Se levantó y salió disparada por la escalera, pero el viejo Tomás que presidia la mesa se dio cuenta de que algo pasaba, asomó la cabeza al patio y llamó.
– ¿Rosita?
Esperó unos instantes,
– ¿Pablo?
Volvió a preguntar. Ya no tenía sentido.
– Aquí estoy, Tío Tomás.
Se acercó y cuando vio la sangre que le goteaba hasta los pantalones, lo cogió del hombro.
– Entra, entra.
Lo arrastró al comedor.

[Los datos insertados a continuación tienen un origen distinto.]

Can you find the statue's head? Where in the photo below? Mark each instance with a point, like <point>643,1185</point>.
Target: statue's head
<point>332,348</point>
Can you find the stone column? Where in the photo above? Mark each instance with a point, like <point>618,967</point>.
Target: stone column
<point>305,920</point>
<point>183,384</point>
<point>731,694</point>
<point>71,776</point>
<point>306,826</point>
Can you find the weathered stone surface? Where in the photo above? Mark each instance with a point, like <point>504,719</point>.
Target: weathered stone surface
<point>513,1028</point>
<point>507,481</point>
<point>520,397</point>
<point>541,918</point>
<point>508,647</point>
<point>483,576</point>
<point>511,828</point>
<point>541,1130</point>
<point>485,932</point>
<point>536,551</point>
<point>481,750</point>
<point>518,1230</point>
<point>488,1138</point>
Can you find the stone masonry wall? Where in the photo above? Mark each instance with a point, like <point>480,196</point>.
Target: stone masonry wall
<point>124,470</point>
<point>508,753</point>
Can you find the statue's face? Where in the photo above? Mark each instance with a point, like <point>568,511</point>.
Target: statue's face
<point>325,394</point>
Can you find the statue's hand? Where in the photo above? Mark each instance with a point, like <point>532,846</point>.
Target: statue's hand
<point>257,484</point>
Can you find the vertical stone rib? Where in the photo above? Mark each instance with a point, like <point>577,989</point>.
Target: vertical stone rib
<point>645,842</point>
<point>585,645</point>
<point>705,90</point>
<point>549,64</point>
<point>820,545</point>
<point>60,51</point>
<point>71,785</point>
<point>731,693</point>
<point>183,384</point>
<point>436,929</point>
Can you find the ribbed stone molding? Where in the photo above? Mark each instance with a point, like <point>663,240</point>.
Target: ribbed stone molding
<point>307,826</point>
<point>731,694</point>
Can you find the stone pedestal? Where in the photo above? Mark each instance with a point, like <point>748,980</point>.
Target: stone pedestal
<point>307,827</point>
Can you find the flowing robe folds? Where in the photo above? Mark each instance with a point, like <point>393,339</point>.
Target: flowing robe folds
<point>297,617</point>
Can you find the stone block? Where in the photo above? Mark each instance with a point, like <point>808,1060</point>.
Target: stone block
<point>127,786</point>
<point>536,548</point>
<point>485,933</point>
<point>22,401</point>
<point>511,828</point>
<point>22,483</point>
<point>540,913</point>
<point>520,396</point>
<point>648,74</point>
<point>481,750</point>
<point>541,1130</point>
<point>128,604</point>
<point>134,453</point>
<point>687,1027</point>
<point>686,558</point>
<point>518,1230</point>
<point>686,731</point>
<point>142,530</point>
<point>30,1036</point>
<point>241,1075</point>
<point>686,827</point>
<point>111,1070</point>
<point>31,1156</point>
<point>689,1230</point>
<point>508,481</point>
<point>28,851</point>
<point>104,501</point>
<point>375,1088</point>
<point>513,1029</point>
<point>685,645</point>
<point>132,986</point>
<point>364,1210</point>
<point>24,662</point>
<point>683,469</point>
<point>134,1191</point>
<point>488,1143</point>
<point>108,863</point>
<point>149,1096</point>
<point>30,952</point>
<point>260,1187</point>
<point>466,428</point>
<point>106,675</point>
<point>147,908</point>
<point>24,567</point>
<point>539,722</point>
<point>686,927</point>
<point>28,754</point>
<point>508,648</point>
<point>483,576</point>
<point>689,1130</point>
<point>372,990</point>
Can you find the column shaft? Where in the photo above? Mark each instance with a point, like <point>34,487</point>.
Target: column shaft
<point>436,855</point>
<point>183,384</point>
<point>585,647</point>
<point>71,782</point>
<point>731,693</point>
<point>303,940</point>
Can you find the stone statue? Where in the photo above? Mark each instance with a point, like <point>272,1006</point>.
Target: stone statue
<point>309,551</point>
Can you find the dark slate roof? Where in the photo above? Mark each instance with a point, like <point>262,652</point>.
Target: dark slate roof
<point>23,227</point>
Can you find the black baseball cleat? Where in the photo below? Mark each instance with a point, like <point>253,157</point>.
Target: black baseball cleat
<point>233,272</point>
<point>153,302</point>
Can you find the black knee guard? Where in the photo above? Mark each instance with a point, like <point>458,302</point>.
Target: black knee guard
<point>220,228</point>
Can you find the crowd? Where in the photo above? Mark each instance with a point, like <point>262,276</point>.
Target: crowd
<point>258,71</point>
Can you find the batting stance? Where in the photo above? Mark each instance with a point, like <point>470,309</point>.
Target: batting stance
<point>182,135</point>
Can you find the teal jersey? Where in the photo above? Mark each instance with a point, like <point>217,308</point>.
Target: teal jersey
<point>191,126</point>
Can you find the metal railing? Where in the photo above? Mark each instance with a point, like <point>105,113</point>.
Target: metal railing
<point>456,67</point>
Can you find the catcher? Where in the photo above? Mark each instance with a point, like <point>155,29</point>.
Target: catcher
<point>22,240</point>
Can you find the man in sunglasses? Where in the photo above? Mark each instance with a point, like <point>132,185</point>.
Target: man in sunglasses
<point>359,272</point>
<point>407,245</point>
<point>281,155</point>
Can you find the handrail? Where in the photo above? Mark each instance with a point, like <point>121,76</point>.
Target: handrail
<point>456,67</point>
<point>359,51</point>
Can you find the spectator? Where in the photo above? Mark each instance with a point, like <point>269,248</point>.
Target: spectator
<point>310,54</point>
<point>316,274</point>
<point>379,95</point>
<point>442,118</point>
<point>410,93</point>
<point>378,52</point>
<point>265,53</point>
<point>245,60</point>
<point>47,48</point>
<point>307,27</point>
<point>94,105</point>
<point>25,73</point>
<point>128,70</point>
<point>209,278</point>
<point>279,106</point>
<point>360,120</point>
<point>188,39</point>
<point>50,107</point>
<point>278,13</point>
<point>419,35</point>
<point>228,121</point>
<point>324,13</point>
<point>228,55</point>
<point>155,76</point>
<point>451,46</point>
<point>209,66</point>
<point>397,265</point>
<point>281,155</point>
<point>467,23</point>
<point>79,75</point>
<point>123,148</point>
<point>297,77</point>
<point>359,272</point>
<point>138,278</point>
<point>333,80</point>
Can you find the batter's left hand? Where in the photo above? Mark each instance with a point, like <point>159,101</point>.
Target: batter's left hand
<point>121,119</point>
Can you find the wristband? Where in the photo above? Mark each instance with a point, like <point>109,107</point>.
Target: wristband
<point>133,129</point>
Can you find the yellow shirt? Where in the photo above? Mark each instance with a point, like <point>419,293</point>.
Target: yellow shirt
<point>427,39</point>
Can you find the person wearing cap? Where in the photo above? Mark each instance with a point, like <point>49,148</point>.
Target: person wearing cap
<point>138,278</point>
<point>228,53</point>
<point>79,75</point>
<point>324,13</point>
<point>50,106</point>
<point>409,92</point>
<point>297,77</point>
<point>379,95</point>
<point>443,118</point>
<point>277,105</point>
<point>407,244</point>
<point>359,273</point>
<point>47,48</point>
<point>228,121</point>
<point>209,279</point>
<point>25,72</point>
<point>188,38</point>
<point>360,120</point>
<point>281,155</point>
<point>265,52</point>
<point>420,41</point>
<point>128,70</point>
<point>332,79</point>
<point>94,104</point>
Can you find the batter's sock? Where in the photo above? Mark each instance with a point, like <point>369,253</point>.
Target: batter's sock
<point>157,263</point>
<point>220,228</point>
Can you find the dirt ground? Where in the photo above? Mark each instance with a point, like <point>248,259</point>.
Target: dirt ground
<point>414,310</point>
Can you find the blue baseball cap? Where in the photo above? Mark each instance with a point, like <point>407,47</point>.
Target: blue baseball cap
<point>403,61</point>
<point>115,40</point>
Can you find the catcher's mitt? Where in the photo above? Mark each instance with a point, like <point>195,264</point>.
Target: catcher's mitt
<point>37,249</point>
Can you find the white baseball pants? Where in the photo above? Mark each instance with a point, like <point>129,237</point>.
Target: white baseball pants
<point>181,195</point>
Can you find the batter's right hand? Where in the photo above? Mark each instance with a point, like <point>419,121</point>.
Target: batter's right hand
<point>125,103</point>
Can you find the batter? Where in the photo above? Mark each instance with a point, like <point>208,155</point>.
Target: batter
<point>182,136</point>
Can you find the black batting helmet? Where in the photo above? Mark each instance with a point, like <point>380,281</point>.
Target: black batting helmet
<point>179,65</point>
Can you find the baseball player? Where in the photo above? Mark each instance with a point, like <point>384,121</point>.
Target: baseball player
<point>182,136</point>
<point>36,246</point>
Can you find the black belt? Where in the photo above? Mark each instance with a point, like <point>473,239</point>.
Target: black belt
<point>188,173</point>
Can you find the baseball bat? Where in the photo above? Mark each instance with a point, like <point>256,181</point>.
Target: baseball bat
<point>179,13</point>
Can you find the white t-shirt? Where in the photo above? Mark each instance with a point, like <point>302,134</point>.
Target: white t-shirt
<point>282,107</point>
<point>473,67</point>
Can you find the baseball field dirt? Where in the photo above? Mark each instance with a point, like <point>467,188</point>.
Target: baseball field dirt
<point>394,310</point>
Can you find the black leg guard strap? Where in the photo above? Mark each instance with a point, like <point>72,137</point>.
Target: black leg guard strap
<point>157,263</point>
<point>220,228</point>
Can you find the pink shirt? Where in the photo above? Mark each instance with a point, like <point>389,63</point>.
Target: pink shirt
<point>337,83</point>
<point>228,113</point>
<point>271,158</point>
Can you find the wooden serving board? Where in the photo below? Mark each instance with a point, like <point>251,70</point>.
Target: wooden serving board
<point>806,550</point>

Se dejó llevar.
Todos pararon inmediatamente de comer, Ester se echó las manos a la cara, Ange, a pesar de todo puso cara de espanto, Ricardo de un salto se acercó a él, le quitó la camiseta y puso una servilleta de tela.
– No es nada.
Les comenté.
– La sangre no llueve del cielo.
Contestó con cara seria Ricardo.
– ¿A ver?
Y levantó la servilleta, Ange puso los ojos en blanco y tuvo que sujetarla su madre, era una herida escandalosa.
En ese momento entró Rosa con un pequeño botiquín que Ricardo le hizo dar.
Con manos expertas, limpió la sangre, roció de Betadine[1] la herida hasta ponerle amarilla la barriga, después tiró de los extremos para ver la profundidad.
– Pablo, puntos, eh.
– Sí, lo sé.
Asintió mirándose la herida.
[1] Betadine está indicado como antiséptico de la piel de uso general, en pequeñas heridas y cortes superficiales, quemaduras leves, rozaduras. En el ámbito hospitalario, indicado como antiséptico del campo operatorio, zonas de punción, pequeñas heridas, quemaduras leves y material quirúrgico.